Interview with SEM photographer and filmmaker STEFAN DILLER
Cuxhaven, 28.04.2021 – One of the world’s foremost scientific photographers and filmmakers is a pioneering, visionary spaceman who boldly explores the microcosmos. A professional since 1982, Stefan Diller began working with electron microscopes in 1984. What began as a hobby soon evolved into something far beyond professional and artistic work.
“SEM stands for Scanning Electron Microscope. SEM combines all aspects of science I love. Biology, physics, electronics, technology and all this finally culminates into insights into the weaving patterns of nature”, he said.
Dillers’ fascination for small worlds started already during school. “I still recall taking the first glance through my own electron microscope in 1984, an old obsolete Transmission Electron Microscope (TEM) I got from the Free University of Berlin. What I saw was unforgettable. It opened my eyes to an entire new universe of aesthetic structures, absolutely awesome to behold”, Diller continued.
Repairing and sharing the view
To let more people; especially young folks, to experience similar moments of wonder, Diller would later support high schools in setting up electron microscopes that could add hands-on experience into the physics, chemistry, and biology curriculums. “Since the early beginnings, I have had the pleasure to test and work with more than fifty electron microscopes of various brands to date, some of which I repaired, either for my own use or for donating them onwards to high schools.”
The man’s reputation is not only based on scientific projects. It grew and kept on growing further because he managed to open the area of science to public interests and make the mainstreamers stop and look in awe. Coloring the already stunning black and white SEM images adds to the fascinating details and never-before-seen structures of the cosmos all around and inside ourselves. No wonder the wonderful worlds of Stefan Diller also made it into various media and art print outlets. And it did not stop there.
Passion and patience – and the art of Dillers’ NANOFLIGHT®movies
SEM is usually about single images, or a series of images shot from various angles, especially in materials science and nano inspections. A still world, since also specimens like insects or air borne pollutants look like monumental statues. “But what if we could go around them and see them three dimensionally?”
When trying to record a lot of different views of a single specimen in one go, and then compiling the images together, Diller got the idea of his “Nanoflight” movies.
Thus, the photographing artist started and developed yet another career track with his own nanoflight® creator software. “It is an integrated hardware and software solution for a video experience as if flying around a sample within the vacuum chamber”, Diller explained. It took more than three years and the help of many people to develop. Nanoflight® combines the methodology of acquiring colored images with a virtual camera-path in moving the specimen on a nanometer-precise, custom-built piezo-stage in eight degrees of freedom around the specimen.

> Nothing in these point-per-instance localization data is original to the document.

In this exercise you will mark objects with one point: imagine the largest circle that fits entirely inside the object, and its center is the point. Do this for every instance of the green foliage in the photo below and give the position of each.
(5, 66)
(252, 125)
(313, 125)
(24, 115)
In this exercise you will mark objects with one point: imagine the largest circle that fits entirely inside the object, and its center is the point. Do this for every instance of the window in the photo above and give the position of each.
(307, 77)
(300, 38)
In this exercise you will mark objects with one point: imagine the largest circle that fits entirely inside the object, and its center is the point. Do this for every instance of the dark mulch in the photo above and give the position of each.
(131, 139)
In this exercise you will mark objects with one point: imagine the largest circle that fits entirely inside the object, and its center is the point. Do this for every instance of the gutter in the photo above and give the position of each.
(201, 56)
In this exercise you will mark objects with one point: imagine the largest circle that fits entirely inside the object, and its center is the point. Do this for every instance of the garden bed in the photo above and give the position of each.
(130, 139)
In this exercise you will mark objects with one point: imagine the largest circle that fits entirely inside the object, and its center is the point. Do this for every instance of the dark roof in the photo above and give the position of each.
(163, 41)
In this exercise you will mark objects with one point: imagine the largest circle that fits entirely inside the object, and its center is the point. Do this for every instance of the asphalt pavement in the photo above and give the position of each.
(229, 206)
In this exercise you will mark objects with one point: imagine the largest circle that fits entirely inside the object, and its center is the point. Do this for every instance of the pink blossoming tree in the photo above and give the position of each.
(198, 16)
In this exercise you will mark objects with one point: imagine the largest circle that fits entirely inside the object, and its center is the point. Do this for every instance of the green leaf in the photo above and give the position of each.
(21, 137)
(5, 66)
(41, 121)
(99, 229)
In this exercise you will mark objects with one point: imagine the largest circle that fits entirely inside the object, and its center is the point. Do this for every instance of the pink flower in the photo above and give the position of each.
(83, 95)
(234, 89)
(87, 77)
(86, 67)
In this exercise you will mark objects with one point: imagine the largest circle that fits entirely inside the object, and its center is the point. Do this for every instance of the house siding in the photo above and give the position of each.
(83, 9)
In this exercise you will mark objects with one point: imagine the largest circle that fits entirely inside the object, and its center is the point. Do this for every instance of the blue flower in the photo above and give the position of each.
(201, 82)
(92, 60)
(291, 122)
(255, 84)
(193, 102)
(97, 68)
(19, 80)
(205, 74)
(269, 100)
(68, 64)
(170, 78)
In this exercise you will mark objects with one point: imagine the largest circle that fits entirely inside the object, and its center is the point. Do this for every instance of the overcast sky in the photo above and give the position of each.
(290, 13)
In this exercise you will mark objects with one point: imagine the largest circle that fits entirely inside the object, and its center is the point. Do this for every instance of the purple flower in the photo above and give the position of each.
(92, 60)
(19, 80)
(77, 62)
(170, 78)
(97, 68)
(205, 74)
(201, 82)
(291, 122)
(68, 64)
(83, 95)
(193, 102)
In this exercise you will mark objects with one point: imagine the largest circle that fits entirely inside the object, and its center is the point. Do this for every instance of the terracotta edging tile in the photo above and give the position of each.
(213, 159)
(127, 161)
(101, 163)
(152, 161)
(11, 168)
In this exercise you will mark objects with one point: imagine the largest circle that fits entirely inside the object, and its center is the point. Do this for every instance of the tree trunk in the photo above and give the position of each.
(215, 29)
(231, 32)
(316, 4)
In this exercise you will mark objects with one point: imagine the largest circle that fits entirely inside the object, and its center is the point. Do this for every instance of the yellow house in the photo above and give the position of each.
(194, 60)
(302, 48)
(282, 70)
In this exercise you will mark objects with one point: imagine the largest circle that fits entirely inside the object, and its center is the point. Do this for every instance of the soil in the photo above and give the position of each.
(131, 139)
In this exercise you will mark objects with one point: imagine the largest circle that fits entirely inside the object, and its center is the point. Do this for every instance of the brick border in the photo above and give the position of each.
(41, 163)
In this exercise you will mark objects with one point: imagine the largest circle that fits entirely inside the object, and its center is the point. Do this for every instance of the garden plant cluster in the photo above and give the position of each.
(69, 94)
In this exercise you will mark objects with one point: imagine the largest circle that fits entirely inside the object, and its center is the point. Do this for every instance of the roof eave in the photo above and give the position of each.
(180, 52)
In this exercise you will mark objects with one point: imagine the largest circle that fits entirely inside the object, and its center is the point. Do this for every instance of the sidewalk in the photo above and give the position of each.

Although his nano-flights films being undoubtedly awesome, they are also regrettably nano-short. “It takes a full day, 24 hours, to create just one minute, 60 seconds, of video from 1500 SEM-images at 25 frames/second. And each SEM-image requires 50 seconds of beam-time under the electron microscope.”
In the style of “Goldfinger”
Despite the ever-improving SEM technology, there are still limitations, although the development of newer, faster detectors will further reduce the beam time. It still takes many hours. On top of that, prolonged exposures to the electron beam can cause specimen deterioration due to damages or contaminations and warp its appearance. “You can’t work with a light-stand as in normal movies”, Diller said smilingly. Any specimen needs to be elaborately prepared, dehumidified completely and then metal coated or “sputtered”, usually with a very thin layer of gold or platinum, to give it a conducting surface that interacts with the beams emitted. A bit like the full-body gold-cover in “Goldfinger”!
With his own software and state-of-the-art electron microscopes, Diller has made some brilliant movies of structures from the natural world and in the area of material sciences. “Every object I worked with was the most interesting for me at the time because every single one delivered unseen structures and beauty”, Diller recalled.
Showing new eras of medical treatment
Diller also “portrayed” a gene-modified T-cell that was developed to fight lymphoblastic cancer. This was the first gene therapy approved by the US Food and Drug Administration (FDA) in August 2017 and ushered in a new era of medical treatment. “This project was therefore special among all my other special projects. It was really exciting to be part of that historic process and learn about this astonishing new technology,’ he said.
Invited by Google
So much inventive prowess does not go unnoticed: In 2014 he was invited by none other than Google to attend « SciFoo », a series of interdisciplinary scientific conferences around emerging technologies at the renowned Science FOO Camp held by Google Headquarters in Mountainview, California.
How SEM works (text for schematic SEM image)
The electrons coming back from the surface of an object are recorded, their black and white signal coming from different detectors (which look at the specimen from different sides) are finally converted into different colors, and then recombined to a coloured image.